We did this open-label, phase 3 study (SWOG S0819) at 277 sites in the USA and Mexico. We randomly assigned (1:1) eligible patients with treatment-naive stage IV NSCLC to receive paclitaxel (200 mg/m2; every 21 days) plus carboplatin (area under the curve of 6 by modified Calvert formula; every 21 days) or carboplatin plus paclitaxel and bevacizumab (15 mg/kg; every 21 days), either with cetuximab (250 mg/m2 weekly after loading dose; cetuximab group) or without (control group), stratified by bevacizumab treatment, smoking status, and M-substage using a dynamic-balancing algorithm. Co-primary endpoints were progression-free survival in patients with EGFR FISH-positive cancer and overall survival in the entire study population. We analysed clinical outcomes with the intention-to-treat principle and analysis of safety outcomes included patients who received at least one dose of study drug.
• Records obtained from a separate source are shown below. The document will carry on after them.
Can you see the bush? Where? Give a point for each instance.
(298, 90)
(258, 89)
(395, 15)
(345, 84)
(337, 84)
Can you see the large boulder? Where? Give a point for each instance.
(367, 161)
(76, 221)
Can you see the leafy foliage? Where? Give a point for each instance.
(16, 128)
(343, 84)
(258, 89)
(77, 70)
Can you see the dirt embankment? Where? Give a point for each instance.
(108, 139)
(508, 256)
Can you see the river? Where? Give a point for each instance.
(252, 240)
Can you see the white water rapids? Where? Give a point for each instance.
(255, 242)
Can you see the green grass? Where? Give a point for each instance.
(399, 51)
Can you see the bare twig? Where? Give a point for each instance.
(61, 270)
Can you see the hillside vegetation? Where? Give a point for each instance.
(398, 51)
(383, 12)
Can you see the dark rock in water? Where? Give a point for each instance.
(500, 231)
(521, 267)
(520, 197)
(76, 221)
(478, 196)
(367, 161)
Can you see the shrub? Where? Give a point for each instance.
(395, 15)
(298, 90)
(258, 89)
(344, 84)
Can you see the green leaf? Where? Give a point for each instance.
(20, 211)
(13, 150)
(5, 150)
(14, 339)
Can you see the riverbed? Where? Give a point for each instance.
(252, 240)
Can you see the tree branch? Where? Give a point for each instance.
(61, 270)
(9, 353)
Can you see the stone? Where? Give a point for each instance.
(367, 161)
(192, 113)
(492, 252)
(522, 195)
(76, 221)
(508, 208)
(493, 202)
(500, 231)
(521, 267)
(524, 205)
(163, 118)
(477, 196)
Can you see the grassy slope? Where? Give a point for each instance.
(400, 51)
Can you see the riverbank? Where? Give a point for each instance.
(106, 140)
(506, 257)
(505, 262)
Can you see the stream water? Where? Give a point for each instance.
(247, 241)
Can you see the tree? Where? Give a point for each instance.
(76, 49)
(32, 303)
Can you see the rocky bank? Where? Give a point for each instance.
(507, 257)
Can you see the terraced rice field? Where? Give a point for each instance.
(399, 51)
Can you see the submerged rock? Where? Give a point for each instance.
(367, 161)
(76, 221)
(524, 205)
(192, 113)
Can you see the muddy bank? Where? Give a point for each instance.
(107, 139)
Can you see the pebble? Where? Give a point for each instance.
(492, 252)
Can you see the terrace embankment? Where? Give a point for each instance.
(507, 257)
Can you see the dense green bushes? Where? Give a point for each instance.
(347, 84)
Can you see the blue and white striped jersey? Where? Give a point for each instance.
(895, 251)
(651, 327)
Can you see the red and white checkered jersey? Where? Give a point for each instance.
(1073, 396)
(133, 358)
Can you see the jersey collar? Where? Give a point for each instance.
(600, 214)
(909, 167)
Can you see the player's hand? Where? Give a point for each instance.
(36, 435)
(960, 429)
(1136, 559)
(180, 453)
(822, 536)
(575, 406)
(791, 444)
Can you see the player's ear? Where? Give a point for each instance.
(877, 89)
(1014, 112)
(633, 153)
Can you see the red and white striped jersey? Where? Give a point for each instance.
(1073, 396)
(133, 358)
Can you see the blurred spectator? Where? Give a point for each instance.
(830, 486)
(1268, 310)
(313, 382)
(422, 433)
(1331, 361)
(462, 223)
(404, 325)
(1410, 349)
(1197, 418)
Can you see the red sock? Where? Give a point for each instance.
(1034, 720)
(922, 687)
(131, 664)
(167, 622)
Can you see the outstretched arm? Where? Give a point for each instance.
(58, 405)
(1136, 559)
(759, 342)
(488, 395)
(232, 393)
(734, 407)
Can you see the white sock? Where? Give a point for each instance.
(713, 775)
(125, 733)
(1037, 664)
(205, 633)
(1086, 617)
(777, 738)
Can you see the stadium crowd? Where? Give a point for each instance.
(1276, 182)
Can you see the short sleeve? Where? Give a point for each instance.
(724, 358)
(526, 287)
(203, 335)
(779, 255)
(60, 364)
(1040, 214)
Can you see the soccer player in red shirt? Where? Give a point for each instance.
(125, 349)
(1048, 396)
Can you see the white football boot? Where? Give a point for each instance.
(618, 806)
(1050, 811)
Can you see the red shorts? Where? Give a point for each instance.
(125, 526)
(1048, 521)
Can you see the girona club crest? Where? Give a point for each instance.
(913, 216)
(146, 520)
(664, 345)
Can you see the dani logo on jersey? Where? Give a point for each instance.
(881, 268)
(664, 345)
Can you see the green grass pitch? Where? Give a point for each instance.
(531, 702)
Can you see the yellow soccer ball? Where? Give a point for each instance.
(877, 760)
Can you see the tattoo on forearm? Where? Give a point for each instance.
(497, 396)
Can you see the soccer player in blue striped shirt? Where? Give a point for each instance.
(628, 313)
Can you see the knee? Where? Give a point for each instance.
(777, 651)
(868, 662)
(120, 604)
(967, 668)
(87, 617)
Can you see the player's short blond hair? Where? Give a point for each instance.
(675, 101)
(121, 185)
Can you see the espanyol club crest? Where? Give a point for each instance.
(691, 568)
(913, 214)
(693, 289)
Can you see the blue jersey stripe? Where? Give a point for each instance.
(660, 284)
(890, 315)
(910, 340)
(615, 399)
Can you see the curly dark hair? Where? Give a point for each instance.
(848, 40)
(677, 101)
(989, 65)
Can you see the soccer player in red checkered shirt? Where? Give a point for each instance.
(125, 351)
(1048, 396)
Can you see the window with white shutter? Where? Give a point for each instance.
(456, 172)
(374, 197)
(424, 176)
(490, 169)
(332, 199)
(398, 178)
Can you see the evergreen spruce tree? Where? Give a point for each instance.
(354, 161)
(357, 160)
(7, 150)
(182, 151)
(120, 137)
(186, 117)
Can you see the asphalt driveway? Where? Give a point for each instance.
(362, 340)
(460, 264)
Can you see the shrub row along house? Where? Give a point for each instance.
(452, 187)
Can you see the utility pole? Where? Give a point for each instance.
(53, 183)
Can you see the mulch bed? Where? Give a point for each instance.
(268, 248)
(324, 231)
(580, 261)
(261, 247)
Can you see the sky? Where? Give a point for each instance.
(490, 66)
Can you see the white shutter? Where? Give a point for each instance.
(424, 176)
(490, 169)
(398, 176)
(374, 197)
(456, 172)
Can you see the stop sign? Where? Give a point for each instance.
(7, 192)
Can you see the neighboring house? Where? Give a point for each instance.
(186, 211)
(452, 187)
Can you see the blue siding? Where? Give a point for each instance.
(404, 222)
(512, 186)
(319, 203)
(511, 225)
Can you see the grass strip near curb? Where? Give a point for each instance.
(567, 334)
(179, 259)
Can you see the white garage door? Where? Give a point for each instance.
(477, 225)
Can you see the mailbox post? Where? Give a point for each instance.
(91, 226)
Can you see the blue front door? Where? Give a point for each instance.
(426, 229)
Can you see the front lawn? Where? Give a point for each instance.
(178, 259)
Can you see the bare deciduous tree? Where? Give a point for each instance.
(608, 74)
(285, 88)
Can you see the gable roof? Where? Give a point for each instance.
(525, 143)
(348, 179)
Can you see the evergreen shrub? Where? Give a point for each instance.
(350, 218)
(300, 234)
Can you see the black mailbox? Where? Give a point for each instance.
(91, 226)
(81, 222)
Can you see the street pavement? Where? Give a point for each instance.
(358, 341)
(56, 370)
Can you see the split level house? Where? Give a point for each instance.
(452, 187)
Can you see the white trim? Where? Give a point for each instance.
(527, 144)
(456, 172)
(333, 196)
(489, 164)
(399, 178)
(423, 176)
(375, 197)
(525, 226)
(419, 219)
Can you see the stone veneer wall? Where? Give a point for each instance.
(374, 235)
This study is registered with ClinicalTrials.gov (number NCT00946712).

Between Aug 13, 2009, and May 30, 2014, we randomly assigned 1313 patients to the control group (n=657; 277 with bevacizumab and 380 without bevacizumab in the intention-to-treat population) or the cetuximab group (n=656; 283 with bevacizumab and 373 without bevacizumab in the intention-to-treat population). EGFR FISH was assessable in 976 patients and 400 patients (41%) were EGFR FISH-positive. The median follow-up for patients last known to be alive was 35·2 months (IQR 22·9-39·9). After 194 progression-free survival events in the cetuximab group and 198 in the control group in the EGFR FISH-positive subpopulation, progression-free survival did not differ between treatment groups (hazard ratio [HR] 0·92, 95% CI 0·75-1·12; p=0·40; median 5·4 months [95% CI 4·5-5·7] vs 4·8 months [3·9-5·5]). After 570 deaths in the cetuximab group and 593 in the control group, overall survival did not differ between the treatment groups in the entire study population (HR 0·93, 95% CI 0·83-1·04; p=0·22; median 10·9 months [95% CI 9·5-12·0] vs 9·2 months [8·7-10·3]). In the prespecified analysis of EGFR FISH-positive subpopulation with squamous cell histology, overall survival was significantly longer in the cetuximab group than in the control group (HR 0·58, 95% CI 0·36-0·86; p=0·0071), although progression-free survival did not differ between treatment groups in this subgroup (0·68, 0·46-1·01; p=0·055). Overall survival and progression-free survival did not differ among patients who were EGFR FISH non-positive with squamous cell histology (HR 1·04, 95% CI 0·78-1·40; p=0·77; and 1·02, 0·77-1·36; p=0·88 respectively) or patients with non-squamous histology regardless of EGFR FISH status (for EGFR FISH-positive 0·88, 0·68-1·14; p=0·34; and 0·99, 0·78-1·27; p=0·96; respectively; and for EGFR FISH non-positive 1·00, 0·85-1·17; p=0·97; and 1·03, 0·88-1·20; p=0·69; respectively). The most common grade 3-4 adverse events were decreased neutrophil count (210 [37%] in the cetuximab group vs 158 [25%] in the control group), decreased leucocyte count (103 [16%] vs 74 [20%]), fatigue (81 [13%] vs 74 [20%]), and acne or rash (52 [8%] vs one [<1%]). 59 (9%) patients in the cetuximab group and 31 (5%) patients in the control group had severe adverse events. Deaths related to treatment occurred in 32 (6%) patients in the cetuximab group and 13 (2%) patients in the control group.

Although this study did not meet its primary endpoints, prespecified subgroup analyses of patients with EGFR FISH-positive squamous-cell carcinoma cancers are encouraging and support continued evaluation of anti-EGFR antibodies in this subpopulation.

National Cancer Institute and Eli Lilly and Company.